Which environment variables does n8n need for Postgres?
The required variables are DB_TYPE=postgresdb, DB_POSTGRESDB_HOST (set to your compose service name, usually postgres), DB_POSTGRESDB_PORT (default 5432), DB_POSTGRESDB_DATABASE, DB_POSTGRESDB_USER, DB_POSTGRESDB_PASSWORD, and optionally DB_POSTGRESDB_SCHEMA. On the Postgres side, set POSTGRES_USER, POSTGRES_PASSWORD, and POSTGRES_DB to match.
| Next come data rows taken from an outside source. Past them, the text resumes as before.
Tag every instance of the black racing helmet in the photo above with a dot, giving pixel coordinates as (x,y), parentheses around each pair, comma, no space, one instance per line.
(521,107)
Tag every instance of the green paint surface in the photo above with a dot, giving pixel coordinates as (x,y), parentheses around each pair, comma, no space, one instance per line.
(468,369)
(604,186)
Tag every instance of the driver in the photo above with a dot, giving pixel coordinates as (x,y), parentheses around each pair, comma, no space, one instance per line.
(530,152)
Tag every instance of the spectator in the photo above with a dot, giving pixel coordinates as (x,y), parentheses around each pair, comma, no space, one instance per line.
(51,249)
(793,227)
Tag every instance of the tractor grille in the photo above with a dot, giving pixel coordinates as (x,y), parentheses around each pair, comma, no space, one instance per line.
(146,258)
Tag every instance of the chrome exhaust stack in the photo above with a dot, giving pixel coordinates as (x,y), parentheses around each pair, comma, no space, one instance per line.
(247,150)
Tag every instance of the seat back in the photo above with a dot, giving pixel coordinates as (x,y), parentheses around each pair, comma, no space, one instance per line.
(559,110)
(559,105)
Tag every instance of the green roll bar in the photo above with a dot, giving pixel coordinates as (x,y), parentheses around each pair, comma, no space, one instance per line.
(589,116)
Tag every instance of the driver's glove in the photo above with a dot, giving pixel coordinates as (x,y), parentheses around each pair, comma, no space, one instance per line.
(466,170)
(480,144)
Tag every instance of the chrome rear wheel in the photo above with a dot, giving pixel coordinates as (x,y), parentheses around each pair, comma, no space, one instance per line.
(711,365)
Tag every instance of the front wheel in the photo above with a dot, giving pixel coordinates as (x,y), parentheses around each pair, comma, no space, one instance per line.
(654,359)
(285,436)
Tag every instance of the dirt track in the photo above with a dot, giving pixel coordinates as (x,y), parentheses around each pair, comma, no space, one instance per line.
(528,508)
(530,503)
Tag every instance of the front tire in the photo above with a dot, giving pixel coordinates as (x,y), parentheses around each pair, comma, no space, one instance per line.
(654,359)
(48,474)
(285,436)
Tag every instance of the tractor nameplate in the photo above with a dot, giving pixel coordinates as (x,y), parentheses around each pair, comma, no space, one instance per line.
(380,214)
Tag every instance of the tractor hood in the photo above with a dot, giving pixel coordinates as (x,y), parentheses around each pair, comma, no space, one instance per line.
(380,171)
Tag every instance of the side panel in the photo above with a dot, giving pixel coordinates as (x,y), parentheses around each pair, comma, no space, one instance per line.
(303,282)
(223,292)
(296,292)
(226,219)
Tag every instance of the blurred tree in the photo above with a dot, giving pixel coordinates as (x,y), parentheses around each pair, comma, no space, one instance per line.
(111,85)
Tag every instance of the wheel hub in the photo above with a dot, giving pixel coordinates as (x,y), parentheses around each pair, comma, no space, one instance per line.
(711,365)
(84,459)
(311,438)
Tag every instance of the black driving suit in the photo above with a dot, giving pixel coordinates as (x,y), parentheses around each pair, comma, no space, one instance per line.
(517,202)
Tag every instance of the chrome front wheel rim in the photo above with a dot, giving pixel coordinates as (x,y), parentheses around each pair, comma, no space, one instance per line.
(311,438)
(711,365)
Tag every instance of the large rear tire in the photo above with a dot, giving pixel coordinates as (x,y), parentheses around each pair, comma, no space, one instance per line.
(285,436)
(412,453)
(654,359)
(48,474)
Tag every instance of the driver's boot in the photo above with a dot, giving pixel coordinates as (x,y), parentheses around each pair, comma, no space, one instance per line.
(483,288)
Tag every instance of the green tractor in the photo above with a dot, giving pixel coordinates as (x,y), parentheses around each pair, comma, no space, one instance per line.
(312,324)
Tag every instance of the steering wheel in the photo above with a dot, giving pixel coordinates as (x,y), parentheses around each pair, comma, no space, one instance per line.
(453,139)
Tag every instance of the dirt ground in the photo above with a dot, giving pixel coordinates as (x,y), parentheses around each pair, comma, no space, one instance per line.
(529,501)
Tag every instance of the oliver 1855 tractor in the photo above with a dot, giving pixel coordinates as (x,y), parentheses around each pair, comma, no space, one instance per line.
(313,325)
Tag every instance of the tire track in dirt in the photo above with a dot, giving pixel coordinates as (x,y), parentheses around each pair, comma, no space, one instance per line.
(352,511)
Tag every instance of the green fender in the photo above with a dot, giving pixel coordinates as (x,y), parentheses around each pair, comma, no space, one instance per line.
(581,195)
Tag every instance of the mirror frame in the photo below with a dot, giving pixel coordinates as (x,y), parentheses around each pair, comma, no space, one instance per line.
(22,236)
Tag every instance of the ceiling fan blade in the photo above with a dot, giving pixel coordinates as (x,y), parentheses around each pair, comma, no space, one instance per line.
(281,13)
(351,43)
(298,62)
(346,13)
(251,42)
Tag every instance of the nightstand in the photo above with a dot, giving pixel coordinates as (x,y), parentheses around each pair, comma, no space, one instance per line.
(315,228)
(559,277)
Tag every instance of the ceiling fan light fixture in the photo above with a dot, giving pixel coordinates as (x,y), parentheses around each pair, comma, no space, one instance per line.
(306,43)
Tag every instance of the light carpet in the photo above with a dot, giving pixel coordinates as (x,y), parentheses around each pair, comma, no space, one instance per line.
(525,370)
Why does the Docker Compose mount /home/node/.n8n?
The /home/node/.n8n directory stores n8n's local configuration and encryption key metadata. Even with Postgres as your database, n8n writes files here that are needed to decrypt credentials. Without this volume, restarting the container would wipe this state and potentially make your stored credentials unrecoverable.
What Postgres versions work with n8n?
n8n supports all actively maintained PostgreSQL versions - currently Postgres 13 through 17. We recommend Postgres 16 for new installs. Avoid anything below 13 since those versions are past end-of-life and no longer receive security updates.
How is this different from the official n8n-hosting withPostgres compose file?
The official n8n-hosting/docker-compose/withPostgres repository gives you a minimal starting point. This guide adds healthchecks so n8n waits for Postgres to be ready, uses a dedicated .env file for cleaner variable management, covers backup and restore commands, includes security hardening with basic auth and encryption, and walks through reverse proxy and TLS setup for production use.